21. Menghindar

6.4K 962 336
                                    

====================

Jangan minta jatuh cinta

Luka lama kujuga belum reda

Beri dulu aku waktu 

Untuk sembuh sendirinya

====================

KYAA!!!

Bima mau nyium gue?! Demi apapun ini pasti mimpi! 

Sialnya, berkali-kali gue kedap-kedip... semua nggak berubah! Ah, malang banget nasib gue. Hampir dicium aja, badan gue malah demam nggak turun-turun. 

Malam itu, ketika kami nyaris berciuman, gue langsung lari ke kamar mandi.

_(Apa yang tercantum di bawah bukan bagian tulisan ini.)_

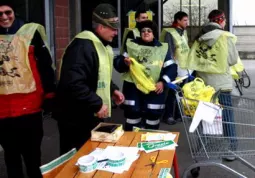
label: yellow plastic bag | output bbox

Lebih tepatnya melarikan diri. 

Gila.

Rasanya mau pingsan! Gue pengin teriak tapi di rumah orang. Jantung gue beneran copot, otak gue mendadak nggak berfungsi(oke, itu dari dulu, sih), dan perut gue mulas banget. 

Suasananya mendukung banget, kan? Hujan disertai angin, mengirim hawa dingin yang menusuk, di dalam kamar yang hanya ada kami berdua, timbul rasa untuk saling menciptakan kehangatan. 

Belum lagi, memandangi wajah Bima dari dekat itu... kayak... kayak apa, ya? Kalau kata Taylor Swift : He's so tall, he handsome as hell, he's so bad, but he does it so well. 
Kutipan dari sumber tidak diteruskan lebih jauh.